So you think the bridge over Blind Pass will go byebye?
Yes, that bridge will go, but...but...but...
Barrier island bridge builders know their business. They use modular construction, deep, cylindrical piers (low wave impedance) and “light” weight span sections, easily repaired... once heavy lift equipment can access the site. Barge or low boy trailer, they can handle either.
The downside will be the approaches to the bridge. Much lower in elevation than the crest of the span, and with only so much money available in the budget, you have to draw the line somewhere, so at some point the foundation under the pavement changes from “bridge quality” piers or mats, to standard compacted gravel. That ends up on lawns over in Punta Gorda.

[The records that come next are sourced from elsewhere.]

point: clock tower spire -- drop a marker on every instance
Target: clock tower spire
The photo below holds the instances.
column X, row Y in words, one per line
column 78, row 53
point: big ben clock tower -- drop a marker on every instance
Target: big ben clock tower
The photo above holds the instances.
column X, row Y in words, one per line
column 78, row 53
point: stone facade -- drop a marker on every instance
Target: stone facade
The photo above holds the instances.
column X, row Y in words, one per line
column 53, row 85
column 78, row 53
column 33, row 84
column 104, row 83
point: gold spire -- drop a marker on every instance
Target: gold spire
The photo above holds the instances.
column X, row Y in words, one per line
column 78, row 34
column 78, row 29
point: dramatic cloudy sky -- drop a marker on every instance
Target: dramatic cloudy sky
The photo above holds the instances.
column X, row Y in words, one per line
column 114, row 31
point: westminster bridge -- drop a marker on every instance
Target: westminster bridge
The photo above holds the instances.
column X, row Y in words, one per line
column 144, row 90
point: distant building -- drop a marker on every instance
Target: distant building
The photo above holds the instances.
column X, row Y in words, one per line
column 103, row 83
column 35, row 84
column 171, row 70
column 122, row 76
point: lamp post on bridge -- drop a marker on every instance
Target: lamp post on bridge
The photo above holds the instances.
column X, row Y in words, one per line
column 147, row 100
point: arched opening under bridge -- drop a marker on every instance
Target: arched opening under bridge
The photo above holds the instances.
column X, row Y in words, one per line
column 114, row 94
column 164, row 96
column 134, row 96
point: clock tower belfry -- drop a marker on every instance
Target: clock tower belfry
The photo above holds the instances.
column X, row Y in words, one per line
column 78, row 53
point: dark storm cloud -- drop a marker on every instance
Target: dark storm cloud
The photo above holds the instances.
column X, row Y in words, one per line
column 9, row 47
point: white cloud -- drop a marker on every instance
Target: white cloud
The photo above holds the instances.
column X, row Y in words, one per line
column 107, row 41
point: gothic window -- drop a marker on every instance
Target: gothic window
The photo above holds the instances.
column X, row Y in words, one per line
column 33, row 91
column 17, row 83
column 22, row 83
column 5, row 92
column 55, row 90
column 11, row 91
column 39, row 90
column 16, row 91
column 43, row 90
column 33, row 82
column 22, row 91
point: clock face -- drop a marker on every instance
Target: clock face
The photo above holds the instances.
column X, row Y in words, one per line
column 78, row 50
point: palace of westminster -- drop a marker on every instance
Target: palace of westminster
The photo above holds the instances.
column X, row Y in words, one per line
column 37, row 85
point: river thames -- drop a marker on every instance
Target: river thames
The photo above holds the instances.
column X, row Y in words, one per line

You can easily end up with a pretty bridge, including abutments, dissociated, by itself, an island, 50 or 100 feet away from either end of the road. Now you have to get dredges on barges, or dozers on lowboys in to haul up muck from the new pass, then dry it enough to get gravel dumps and compacting equipment over the top before you can resurface the bridge approaches.
You have to zoom out to assess the lead time to do this. Did the causeway to Ft Myers survive? Or does everything have to come over on barges? Including food and water, coffee, hydraulic fluid, and duct tape?
How close does the remaining part of Periwinkle Way get to the site? Howe much of it has to be rebuilt to get those lowboys and heavies in?